In all my childish capacity, I wished to wake the next morning different. But my impossible wish never came to fruition, because it was in fact, impossible. Impossible for one to change her skin color.
I am the “white sheep” of my family. My brown eyes are the only visible trait I share with my dad, and that makes me sad. If you are Japanese-American then you have brown eyes and brown skin, right? Not in my case. I remember kids at school calling me a liar when I told them I was Japanese. Teachers, employers, and restaurant hostesses constantly added an apostrophe to my last name, making me even further from whom I wanted to be.

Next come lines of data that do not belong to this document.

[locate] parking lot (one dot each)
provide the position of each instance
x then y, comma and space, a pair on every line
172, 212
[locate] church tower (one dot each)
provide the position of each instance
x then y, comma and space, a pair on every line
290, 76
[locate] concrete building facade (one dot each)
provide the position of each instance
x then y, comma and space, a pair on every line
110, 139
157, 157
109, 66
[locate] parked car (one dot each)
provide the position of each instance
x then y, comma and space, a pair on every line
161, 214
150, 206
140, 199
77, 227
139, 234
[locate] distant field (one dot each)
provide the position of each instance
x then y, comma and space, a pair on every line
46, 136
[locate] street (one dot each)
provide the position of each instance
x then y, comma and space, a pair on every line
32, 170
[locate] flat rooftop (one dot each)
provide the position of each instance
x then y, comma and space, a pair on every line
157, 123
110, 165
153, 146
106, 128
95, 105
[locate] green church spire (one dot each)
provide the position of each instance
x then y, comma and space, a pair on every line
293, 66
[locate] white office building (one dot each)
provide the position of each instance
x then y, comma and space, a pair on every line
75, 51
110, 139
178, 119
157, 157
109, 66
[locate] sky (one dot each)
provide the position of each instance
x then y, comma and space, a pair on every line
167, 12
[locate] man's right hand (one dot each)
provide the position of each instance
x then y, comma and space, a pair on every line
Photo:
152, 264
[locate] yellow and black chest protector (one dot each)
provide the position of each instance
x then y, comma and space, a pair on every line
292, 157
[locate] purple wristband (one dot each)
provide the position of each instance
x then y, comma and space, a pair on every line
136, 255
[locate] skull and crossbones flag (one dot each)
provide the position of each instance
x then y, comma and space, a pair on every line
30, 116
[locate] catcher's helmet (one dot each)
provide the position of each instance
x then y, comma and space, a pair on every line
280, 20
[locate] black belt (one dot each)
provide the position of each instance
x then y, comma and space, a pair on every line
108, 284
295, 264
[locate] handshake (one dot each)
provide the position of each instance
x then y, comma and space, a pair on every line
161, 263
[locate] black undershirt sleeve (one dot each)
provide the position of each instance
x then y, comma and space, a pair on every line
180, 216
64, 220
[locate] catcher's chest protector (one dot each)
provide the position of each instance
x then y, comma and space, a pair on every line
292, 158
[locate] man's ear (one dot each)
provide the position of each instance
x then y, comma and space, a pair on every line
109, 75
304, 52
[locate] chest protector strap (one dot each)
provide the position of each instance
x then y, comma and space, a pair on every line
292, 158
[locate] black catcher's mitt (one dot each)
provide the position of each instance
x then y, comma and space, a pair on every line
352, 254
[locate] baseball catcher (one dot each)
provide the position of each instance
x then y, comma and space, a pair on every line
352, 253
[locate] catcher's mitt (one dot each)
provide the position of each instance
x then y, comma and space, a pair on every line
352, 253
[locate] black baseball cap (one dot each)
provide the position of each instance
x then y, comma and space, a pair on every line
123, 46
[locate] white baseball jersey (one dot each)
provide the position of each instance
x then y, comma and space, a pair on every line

Being a Japanese-American, with white skin, makes me feel incomplete. I know Japanese-American culture, I grew up in it and am raising my son in it. I learned the appropriate way to make onigiri, cut kamaboko, and save the best two mochi and leafed orange for the Kagami Mochi.
Obviously, there is more to our culture than food, but the kitchen is where I grew up and did most of my learning. Garnishing each dish so it presented as “too pretty to eat” was simply expected. I remember washing, cutting, and placing individual parsley leaves until they perfectly surrounded a large platter of amazing tasting meat. Nothing left the kitchen without proper presentation because the external impression is a powerful one.
I am physically unable to make the external impression of my culture. So, I held tight to the only thing that identifies me as Japanese-American, my last name. I kept it through two marriages and passed it on to my son. I hope he is as proud of it as I am.